In an era where the United States spends nearly twice as much as other developed countries on health care, reducing unplanned readmissions is a current target to improve care and decrease cost.[28,29] Readmissions in general cost the US health care system $15 billion annually.[30] Lau et al[14] found that patients undergoing readmission following epidural metastasis resection accrued an additional cost of $20,078. This is particularly important because a large number of cancer patients experience bone metastases; 75% of patients with the most prevalent forms of cancer—breast and prostate—experiences bone metastases.[31] Spine metastases are common, with rates found to be as high as 50% in all cancer patients.[32] Hospital readmissions in spinal metastases patients account for the second highest cost of treatment behind index admission, with the entire treatment costing $55,349 on average.[31] Not only do unplanned readmissions increase health care costs, but they also are associated with decreased quality of care.[33,34] Hospitals with high rates of readmission also have high rates of morbidity and mortality.[3,6]

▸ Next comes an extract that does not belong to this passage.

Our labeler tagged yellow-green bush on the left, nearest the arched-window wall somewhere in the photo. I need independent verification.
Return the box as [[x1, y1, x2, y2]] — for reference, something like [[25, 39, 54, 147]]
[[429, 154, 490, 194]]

There is a paucity of studies identifying other characteristics associated with increased hospital readmissions. In a retrospective study of 118 adult patients who underwent resection of metastatic tumors of the spine between 2008 and 2013, Lau et al[14] showed that factors such as diagnosis of lung metastasis and index hospitalization length of stay were independently associated with increased rates of 90-day readmission, whereas previous radiation therapy and presence of extraspinal metastases were not. Our study demonstrated that surgery type plays a role in postoperative readmissions, with spinal decompression and fusion having higher rates of 30-day readmission compared to decompression only. Some studies have theorized that the addition of fusion should lead to shortened recovery times, decreased rehabilitation needs, and improved patient outcomes.[35] However, the addition of fusion to a decompression surgery adds instrumentation, operation time, and case complexity to the procedure. Indeed, some previous studies have demonstrated no significant difference in readmission rates at 90 days between decompression and fusion or decompression alone.[36,37] This equivalency has also been shown in randomized clinical trials showing no difference in clinically meaningful outcomes at 2 and 5 years.[38] However, a separate randomized clinical trial demonstrated clinically meaningful improvement in physical health-related quality of life for laminectomy and fusion compared to laminectomy alone.[39] Further studies identifying the impact of surgery on readmission rates are indicated to better optimize patients perioperatively and improve patient care while decreasing health care costs.

This study has several inherent limitations, which has potential implications for its interpretation. First, the analysis is retrospective, with data only available by ICD-9-CM codes which may contain coding and reporting biases. Moreover, although we attempted to control for the majority of comorbidities, there may be other patient factors that may be protective for readmission that are not identified and may have implications on our findings and results. Second, there is a possibility of misclassified or incomplete data. Furthermore, given the nature of large, national database studies, minor differences become statistically significant; therefore, we reported trends instead of statistical differences which may have implications on the interpretation of our results. Thirdly, identifying the sole driver of readmission is not well characterized in the NRD database; therefore, utilizing prevalent complications codes associated with the indexed hospital readmission has interpretation bias and may not be the true reason for the hospital readmission. Lastly, identifying the primary tumor and data describing adjuvant therapy is limited and may have implications on our findings. Regardless, this study has shed light on risk factors that increase readmission rates in patients undergoing surgical intervention for spinal metastases.